Data collection and management
All relevant information of each subject should be recorded in CRF and inputted in ResMan, an Internet-based electronic data capture, timely and truly by trained research staff. Personal information of each subject is confidential. In order to promote participant retention, researchers will instruct subjects to take the medicine as prescribed. Besides, patients will be informed of the follow-up visit by telephone in advance, and all items will be measured in strict accordance with assessments schedule shown in Table 1. Two data entry staff are needed to input the data independently. After reviewing and confirming that the database is correct, electronic data will be conserved and backup. As original material, CRF should not be changed easily. Researcher has to sign and date when it is necessary to modify. The locked electronic data files are not allowed to make any changes. The database will be statistically analyzed by statistical analysts as required by the statistical plan. Principal investigator has the access to the final dataset, while other investigators are prohibited from entering.. Except for the name-related data, the disclosure of the information to third parties is prohibited. After the completion of the trial, the responsible unit of the study has the right to publish contents related to the experiment in the form of a paper.
Data analysis
Professional statisticians undertake statistical analysis tasks and participate in the whole process from trial design, implementation to analysis and summary. Kaplan-Meier will be used to estimate median PFS and OS, and log-rank test will be used to compare differences between two arms.
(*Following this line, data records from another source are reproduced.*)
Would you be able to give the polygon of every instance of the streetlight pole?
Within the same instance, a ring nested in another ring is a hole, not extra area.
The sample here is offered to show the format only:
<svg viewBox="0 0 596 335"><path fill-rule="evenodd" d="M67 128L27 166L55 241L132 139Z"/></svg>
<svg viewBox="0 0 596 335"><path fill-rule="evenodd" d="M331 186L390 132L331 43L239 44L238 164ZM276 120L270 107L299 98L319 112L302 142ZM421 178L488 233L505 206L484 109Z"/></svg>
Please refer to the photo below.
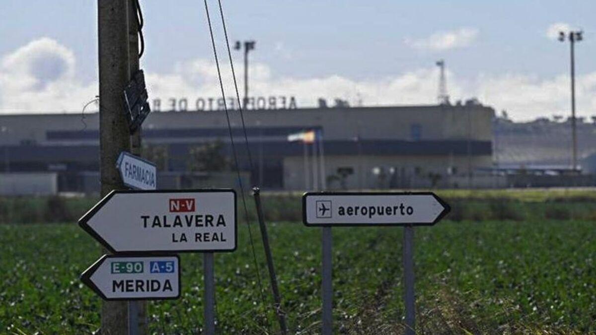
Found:
<svg viewBox="0 0 596 335"><path fill-rule="evenodd" d="M249 51L254 49L254 41L245 41L244 46L244 98L243 102L242 108L246 109L246 106L249 103ZM240 41L236 41L234 45L234 49L240 50L242 48L243 44Z"/></svg>
<svg viewBox="0 0 596 335"><path fill-rule="evenodd" d="M571 46L571 137L573 143L572 167L573 172L578 170L578 135L577 125L575 118L575 42L583 39L583 32L581 30L569 32L566 34L564 32L559 32L558 40L564 42L566 38L569 40Z"/></svg>

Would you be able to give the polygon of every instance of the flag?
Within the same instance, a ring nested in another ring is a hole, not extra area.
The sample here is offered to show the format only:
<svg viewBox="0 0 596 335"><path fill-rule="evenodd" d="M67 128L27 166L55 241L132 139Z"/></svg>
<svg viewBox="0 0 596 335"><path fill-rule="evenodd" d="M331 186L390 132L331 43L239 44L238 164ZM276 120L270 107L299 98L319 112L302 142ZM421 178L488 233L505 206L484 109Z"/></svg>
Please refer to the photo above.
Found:
<svg viewBox="0 0 596 335"><path fill-rule="evenodd" d="M288 142L301 141L306 144L314 143L316 139L316 133L315 131L303 131L288 135Z"/></svg>

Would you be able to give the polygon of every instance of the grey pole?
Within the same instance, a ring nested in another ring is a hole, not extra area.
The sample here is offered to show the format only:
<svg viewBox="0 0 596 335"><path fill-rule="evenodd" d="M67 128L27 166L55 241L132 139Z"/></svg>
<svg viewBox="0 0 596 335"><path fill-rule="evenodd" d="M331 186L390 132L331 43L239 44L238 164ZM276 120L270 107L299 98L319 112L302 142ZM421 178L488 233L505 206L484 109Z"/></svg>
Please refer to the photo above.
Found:
<svg viewBox="0 0 596 335"><path fill-rule="evenodd" d="M415 334L415 297L414 291L414 227L403 228L403 298L406 309L406 335Z"/></svg>
<svg viewBox="0 0 596 335"><path fill-rule="evenodd" d="M249 105L249 45L244 42L244 104L243 108L246 110ZM253 105L254 106L254 105Z"/></svg>
<svg viewBox="0 0 596 335"><path fill-rule="evenodd" d="M204 319L205 334L215 334L215 280L213 278L213 253L203 254L203 272L204 277L205 297Z"/></svg>
<svg viewBox="0 0 596 335"><path fill-rule="evenodd" d="M129 77L139 70L139 27L136 22L135 0L128 0L128 67ZM131 137L131 153L141 157L141 126ZM148 334L147 303L143 300L128 303L129 333Z"/></svg>
<svg viewBox="0 0 596 335"><path fill-rule="evenodd" d="M331 284L332 263L331 246L333 236L331 227L323 227L323 250L322 250L322 334L331 335L333 331L333 288Z"/></svg>
<svg viewBox="0 0 596 335"><path fill-rule="evenodd" d="M124 88L129 80L128 5L122 0L97 1L102 196L125 188L116 162L121 151L131 148L128 124L122 113ZM126 301L103 302L102 334L125 334L128 324Z"/></svg>
<svg viewBox="0 0 596 335"><path fill-rule="evenodd" d="M139 302L128 302L128 335L138 335Z"/></svg>
<svg viewBox="0 0 596 335"><path fill-rule="evenodd" d="M269 234L267 234L267 227L265 224L265 216L263 215L263 207L260 201L260 190L258 187L253 188L254 202L257 207L257 216L259 217L259 227L260 228L261 237L263 239L263 247L265 248L265 258L267 259L267 268L269 269L269 281L271 282L271 290L273 291L273 299L275 302L275 313L280 322L280 330L282 334L287 334L288 328L285 324L285 314L281 309L281 297L280 290L277 287L277 276L275 275L275 268L273 265L273 256L271 255L271 248L269 245Z"/></svg>
<svg viewBox="0 0 596 335"><path fill-rule="evenodd" d="M575 35L569 33L569 43L571 44L571 136L573 142L573 172L578 169L578 134L575 121Z"/></svg>
<svg viewBox="0 0 596 335"><path fill-rule="evenodd" d="M304 150L304 182L305 182L305 190L308 191L310 190L311 184L311 172L308 169L308 147L306 146L306 142L302 140L302 149Z"/></svg>

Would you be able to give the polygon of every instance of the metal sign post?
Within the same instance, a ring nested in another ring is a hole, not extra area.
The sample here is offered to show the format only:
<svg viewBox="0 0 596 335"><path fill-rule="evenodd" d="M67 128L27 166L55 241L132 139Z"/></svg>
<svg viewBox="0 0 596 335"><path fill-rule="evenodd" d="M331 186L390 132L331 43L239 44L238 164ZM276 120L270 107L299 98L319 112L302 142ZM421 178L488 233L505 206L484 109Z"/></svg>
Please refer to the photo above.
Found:
<svg viewBox="0 0 596 335"><path fill-rule="evenodd" d="M307 227L322 227L322 333L331 334L331 227L405 226L403 294L406 333L415 333L414 227L432 225L450 208L430 192L308 192L302 196L302 220Z"/></svg>
<svg viewBox="0 0 596 335"><path fill-rule="evenodd" d="M263 215L263 206L260 201L260 190L258 187L253 187L253 195L254 197L254 204L257 209L257 217L259 219L259 227L260 228L261 237L263 240L263 248L265 249L265 256L267 260L267 268L269 269L269 278L271 283L271 290L273 291L275 313L277 314L277 319L280 322L280 330L281 334L285 335L288 333L288 327L285 324L285 314L281 309L281 296L280 294L280 289L277 287L277 276L275 275L275 268L273 265L273 256L271 255L271 248L269 244L267 226L265 224L265 215Z"/></svg>
<svg viewBox="0 0 596 335"><path fill-rule="evenodd" d="M322 229L322 273L321 274L321 293L322 294L322 333L331 335L333 331L333 287L332 286L333 243L331 227Z"/></svg>
<svg viewBox="0 0 596 335"><path fill-rule="evenodd" d="M406 309L406 335L415 334L415 297L414 291L414 227L403 228L403 301Z"/></svg>
<svg viewBox="0 0 596 335"><path fill-rule="evenodd" d="M207 335L215 334L215 279L213 272L213 253L206 252L203 254L203 274L205 283L204 328Z"/></svg>
<svg viewBox="0 0 596 335"><path fill-rule="evenodd" d="M113 191L79 220L110 252L232 252L236 249L232 189Z"/></svg>

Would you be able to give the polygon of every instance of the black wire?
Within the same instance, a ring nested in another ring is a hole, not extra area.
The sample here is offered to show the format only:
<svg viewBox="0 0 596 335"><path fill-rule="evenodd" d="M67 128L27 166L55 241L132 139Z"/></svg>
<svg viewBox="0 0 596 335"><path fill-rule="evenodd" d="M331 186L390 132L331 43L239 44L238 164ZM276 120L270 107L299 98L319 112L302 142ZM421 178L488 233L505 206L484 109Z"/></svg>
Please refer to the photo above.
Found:
<svg viewBox="0 0 596 335"><path fill-rule="evenodd" d="M137 32L139 35L139 44L141 45L139 48L139 58L141 58L145 52L145 38L143 37L143 24L145 23L143 21L143 13L141 11L141 4L139 4L139 0L134 0L133 5L136 10L135 11L136 12L135 16L136 17Z"/></svg>
<svg viewBox="0 0 596 335"><path fill-rule="evenodd" d="M224 26L224 35L225 35L225 44L228 47L228 57L229 58L229 65L232 68L232 77L234 78L234 87L236 90L236 100L238 101L238 106L240 111L240 119L242 120L242 129L244 132L244 142L246 143L246 152L249 156L249 164L250 166L250 170L254 171L254 167L253 166L253 157L250 153L250 147L249 145L249 137L246 134L246 126L244 124L244 113L243 111L242 104L240 103L240 95L238 92L238 83L236 82L236 73L234 70L234 62L232 61L232 52L229 50L229 42L228 40L228 30L225 27L225 20L224 18L224 10L222 10L221 0L218 0L219 4L219 14L222 17L222 24Z"/></svg>
<svg viewBox="0 0 596 335"><path fill-rule="evenodd" d="M229 132L229 139L232 145L232 152L234 154L234 162L236 166L236 173L238 175L238 182L240 187L240 193L242 195L242 203L244 208L244 216L246 220L246 225L249 228L249 238L250 241L250 246L252 249L253 253L253 259L254 262L254 267L257 271L257 282L259 284L259 293L260 293L261 297L261 302L263 303L263 306L265 307L266 303L265 301L265 296L263 295L263 285L261 283L260 279L260 271L259 271L259 262L257 261L256 252L254 250L254 243L253 242L253 233L252 229L250 229L250 222L249 219L249 209L246 206L246 199L244 196L244 188L242 184L242 178L240 175L240 166L238 162L238 154L236 152L236 146L234 142L234 136L232 134L232 124L229 119L229 113L228 111L228 107L225 101L225 92L224 91L224 83L222 81L221 72L219 70L219 61L218 59L218 52L215 48L215 40L213 39L213 30L211 26L211 18L209 16L209 9L207 5L207 0L204 0L205 3L205 11L207 13L207 21L209 25L209 33L211 35L211 44L213 48L213 55L215 57L215 65L218 69L218 77L219 79L219 87L221 88L222 91L222 97L224 100L224 109L225 111L225 117L228 122L228 131ZM265 315L266 317L266 315Z"/></svg>

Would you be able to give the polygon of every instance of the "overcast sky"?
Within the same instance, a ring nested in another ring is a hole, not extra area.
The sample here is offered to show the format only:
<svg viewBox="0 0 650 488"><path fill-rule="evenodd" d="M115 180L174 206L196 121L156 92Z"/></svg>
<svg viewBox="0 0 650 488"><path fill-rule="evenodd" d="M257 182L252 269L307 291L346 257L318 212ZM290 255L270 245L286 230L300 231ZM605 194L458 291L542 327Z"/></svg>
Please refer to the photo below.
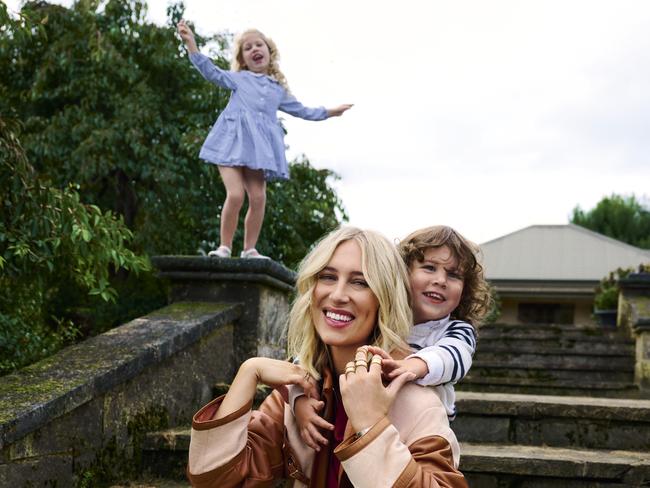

Furthermore, a COX’s proportional hazards analysis will be done to estimate the hazard ratio (HR) and 95% confidence interval (CI). Regarding prognostic factors, uni-and multi variate analysis including age, histology, treatment method, IDH mutation,1p19q status, and MGMT promoter status will be used to analyze their impact on PFS and OS. Safety analysis, mainly for adverse events, will be done in safety set (SS) population. All effectiveness analysis (PFS, OS, cognitive function) will be done on an intention-to-treat set. ITT analysis will be put to use to handle non-compliance and missing data.
Data monitoring
To ensure the safety and validity of the trial, the data will be overseen by an independent Data Safety Monitoring Board (DSMB) during study period. The board consists of clinicians and statisticians and will monitor all implementation activities including but not limited to the enrollment of each centre, starting time of procedures and drop out. All adverse events and issues concerning interventions will be reported to DSMB in line with requirements. All data entered into the database will be checked by DSMB before being locked, and no changes will be permitted. To ensure data security, data must be backed up in time and irrelevant personnel cannot access and modify data.